Zahlensymbolik hin oder her, man kann die Entstehung des Gedichts zeitlich eingrenzen, es ist wohl zwischen 1117 und bis zu seinem Tod am 10. Februar 1127 entstanden.
Natürlich wollte Wilhelm IX. etwas mitteilen und natürlich ging es um ihn und die Frauen, jedoch in einer anderen Weise wie man ansonsten Liebeslyrik hörte oder las.
Einzelnachweise:
1: Vgl. Meyers Großes Konversations-Lexikon, Band 2, Leipzig 1905, S. 673
2: Vgl.
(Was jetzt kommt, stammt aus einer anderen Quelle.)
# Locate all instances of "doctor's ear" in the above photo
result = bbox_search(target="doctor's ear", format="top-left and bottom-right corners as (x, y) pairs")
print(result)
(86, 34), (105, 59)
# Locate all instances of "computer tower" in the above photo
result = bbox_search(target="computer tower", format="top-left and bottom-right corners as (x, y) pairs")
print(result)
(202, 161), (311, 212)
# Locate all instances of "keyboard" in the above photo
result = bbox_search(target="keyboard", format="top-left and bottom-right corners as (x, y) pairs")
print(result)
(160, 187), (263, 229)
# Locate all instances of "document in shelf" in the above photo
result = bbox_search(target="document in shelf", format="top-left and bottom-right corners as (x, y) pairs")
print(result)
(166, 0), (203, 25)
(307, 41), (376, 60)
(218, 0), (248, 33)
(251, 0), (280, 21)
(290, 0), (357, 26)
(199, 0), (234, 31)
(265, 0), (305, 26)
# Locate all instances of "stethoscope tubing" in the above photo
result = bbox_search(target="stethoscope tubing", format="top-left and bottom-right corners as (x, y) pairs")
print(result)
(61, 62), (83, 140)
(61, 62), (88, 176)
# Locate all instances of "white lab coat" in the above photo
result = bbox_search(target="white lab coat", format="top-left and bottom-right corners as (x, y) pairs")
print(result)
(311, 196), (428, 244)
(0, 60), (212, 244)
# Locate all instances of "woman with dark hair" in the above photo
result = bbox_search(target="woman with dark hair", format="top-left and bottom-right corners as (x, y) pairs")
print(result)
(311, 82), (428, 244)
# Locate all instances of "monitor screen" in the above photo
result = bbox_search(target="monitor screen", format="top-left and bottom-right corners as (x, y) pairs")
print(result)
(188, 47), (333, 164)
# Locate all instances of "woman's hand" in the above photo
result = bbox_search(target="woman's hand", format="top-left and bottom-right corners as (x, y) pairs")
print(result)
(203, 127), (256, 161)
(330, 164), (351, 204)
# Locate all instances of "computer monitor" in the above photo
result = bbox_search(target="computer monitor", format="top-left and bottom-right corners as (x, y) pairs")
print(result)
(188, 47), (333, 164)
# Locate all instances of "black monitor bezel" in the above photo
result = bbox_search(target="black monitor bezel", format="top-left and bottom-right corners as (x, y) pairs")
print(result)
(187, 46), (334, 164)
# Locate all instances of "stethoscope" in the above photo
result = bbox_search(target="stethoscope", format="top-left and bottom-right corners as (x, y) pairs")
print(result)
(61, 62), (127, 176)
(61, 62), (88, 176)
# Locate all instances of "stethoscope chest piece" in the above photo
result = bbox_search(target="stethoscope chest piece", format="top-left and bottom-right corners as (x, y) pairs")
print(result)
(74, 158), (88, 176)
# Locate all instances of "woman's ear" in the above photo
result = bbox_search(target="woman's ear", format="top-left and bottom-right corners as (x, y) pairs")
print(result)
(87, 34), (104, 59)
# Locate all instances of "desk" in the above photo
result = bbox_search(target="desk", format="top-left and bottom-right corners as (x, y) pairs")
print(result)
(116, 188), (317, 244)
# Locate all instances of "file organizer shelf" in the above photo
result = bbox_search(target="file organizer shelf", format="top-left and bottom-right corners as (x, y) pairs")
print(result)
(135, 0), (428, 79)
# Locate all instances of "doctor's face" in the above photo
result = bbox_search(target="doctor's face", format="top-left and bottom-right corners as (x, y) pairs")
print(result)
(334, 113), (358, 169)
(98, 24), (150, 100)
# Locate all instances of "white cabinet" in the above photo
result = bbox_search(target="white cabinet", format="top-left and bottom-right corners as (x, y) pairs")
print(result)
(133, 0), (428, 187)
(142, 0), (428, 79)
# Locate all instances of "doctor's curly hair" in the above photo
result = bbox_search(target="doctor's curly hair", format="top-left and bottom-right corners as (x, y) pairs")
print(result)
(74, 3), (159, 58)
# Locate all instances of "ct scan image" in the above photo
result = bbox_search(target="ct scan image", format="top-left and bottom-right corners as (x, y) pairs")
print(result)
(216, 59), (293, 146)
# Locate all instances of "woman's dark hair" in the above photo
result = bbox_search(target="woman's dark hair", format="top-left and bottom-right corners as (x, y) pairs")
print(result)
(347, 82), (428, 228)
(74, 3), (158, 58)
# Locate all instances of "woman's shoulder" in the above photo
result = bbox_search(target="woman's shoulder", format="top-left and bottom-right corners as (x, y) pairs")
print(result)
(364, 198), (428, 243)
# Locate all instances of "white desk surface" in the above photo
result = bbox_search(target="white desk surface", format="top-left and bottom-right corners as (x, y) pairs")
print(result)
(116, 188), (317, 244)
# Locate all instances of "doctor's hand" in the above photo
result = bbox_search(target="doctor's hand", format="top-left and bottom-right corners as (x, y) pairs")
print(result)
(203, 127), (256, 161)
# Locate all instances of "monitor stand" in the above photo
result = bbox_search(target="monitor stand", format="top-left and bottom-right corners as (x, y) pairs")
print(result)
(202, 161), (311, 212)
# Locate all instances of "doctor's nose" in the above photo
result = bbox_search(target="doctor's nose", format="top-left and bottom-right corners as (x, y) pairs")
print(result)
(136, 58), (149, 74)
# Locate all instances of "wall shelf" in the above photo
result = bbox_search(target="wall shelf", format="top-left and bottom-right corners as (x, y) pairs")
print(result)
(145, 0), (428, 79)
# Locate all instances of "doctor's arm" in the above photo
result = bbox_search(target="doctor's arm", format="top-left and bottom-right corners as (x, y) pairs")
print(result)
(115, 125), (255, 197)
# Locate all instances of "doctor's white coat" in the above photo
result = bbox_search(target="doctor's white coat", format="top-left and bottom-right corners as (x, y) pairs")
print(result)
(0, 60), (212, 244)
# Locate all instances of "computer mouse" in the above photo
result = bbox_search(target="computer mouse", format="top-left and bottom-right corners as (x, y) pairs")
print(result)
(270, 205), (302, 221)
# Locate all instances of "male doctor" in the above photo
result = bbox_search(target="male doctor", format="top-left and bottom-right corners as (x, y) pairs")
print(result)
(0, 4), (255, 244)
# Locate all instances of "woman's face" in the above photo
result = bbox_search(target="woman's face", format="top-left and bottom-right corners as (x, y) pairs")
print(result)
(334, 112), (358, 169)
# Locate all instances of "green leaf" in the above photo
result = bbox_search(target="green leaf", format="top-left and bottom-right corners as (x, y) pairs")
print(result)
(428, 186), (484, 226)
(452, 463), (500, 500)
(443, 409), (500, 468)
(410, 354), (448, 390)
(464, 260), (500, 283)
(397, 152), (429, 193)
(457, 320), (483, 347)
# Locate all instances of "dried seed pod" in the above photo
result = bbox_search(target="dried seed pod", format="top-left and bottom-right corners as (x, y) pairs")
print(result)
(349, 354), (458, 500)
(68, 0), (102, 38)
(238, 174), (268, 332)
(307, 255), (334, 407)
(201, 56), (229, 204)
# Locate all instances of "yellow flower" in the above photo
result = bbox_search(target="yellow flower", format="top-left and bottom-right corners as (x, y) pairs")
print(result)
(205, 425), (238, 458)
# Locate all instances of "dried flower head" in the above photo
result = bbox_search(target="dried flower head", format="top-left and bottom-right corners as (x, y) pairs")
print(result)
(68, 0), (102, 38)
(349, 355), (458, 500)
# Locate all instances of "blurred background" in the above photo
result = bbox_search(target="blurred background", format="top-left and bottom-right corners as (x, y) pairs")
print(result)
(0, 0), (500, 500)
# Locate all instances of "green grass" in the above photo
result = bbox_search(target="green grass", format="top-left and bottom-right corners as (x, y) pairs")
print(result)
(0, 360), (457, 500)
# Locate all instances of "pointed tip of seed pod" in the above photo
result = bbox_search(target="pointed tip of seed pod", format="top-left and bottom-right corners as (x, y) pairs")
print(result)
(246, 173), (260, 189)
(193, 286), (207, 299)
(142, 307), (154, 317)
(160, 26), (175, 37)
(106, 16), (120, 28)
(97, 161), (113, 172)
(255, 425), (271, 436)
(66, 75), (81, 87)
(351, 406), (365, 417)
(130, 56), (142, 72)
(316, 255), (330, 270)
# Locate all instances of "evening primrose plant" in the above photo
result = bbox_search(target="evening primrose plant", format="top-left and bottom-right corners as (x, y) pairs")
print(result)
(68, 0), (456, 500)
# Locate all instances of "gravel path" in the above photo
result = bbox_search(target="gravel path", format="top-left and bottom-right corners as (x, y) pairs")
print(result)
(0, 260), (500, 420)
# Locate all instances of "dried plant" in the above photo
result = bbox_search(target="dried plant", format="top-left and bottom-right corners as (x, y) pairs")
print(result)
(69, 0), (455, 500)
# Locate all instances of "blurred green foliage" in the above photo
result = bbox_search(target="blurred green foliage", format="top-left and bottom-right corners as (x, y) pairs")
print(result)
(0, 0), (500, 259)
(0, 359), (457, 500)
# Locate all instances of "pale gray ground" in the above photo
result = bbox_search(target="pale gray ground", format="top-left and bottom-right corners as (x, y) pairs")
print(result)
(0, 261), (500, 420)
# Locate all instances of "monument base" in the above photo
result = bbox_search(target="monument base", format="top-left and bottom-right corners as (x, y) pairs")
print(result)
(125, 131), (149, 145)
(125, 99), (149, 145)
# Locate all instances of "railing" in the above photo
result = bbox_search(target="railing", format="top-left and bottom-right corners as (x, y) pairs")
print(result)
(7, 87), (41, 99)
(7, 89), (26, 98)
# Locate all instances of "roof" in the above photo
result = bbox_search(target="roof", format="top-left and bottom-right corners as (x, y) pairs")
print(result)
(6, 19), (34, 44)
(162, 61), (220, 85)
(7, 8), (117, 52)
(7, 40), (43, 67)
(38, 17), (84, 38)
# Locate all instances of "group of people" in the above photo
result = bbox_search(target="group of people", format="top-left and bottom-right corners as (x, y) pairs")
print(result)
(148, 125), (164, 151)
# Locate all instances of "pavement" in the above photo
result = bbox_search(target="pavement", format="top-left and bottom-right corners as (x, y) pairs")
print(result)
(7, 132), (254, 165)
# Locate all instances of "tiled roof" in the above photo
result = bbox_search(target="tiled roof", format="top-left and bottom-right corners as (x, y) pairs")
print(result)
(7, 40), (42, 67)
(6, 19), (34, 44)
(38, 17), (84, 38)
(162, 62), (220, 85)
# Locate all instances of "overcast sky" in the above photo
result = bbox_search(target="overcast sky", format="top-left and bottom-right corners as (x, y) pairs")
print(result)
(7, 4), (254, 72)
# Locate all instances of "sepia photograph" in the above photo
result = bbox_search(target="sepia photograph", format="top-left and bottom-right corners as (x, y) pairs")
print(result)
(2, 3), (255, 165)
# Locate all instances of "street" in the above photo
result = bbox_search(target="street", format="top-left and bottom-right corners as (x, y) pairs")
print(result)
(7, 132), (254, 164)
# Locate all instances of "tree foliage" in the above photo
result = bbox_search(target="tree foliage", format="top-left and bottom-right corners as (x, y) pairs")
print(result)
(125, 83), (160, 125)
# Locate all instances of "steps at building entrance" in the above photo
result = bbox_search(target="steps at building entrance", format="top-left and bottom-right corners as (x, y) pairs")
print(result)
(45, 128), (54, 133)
Udo Becker: Lexikon der Symbole. Mit über 900 Abbildungen, Verlag Herder – Freiburg – Basel – Wien
2a: S. 40 f.
2b: S. 297
2c: S. 185
2d: S. 260
3: Vgl. Régine Pernoud: Königin der Troubadoure, Deutscher Taschenbuch Verlag – München 1979, S. 20
4: Vgl. Ludwig Uhland: Abhandlung über ‚alte hoch- und niederdeutsche Volkslieder, Stuttgart – Tübingen – 1844, Band 1, Kapitel 3
5: Vgl. Maria Stasyk: Sprache und Werke von vier Trobadors im Licht der Forschung unter besonderer Berücksichtigung fremdsprachlicher und dialektaler Einflüsse. Dissertation. Universität Siegen – 2006, S. 26 ff.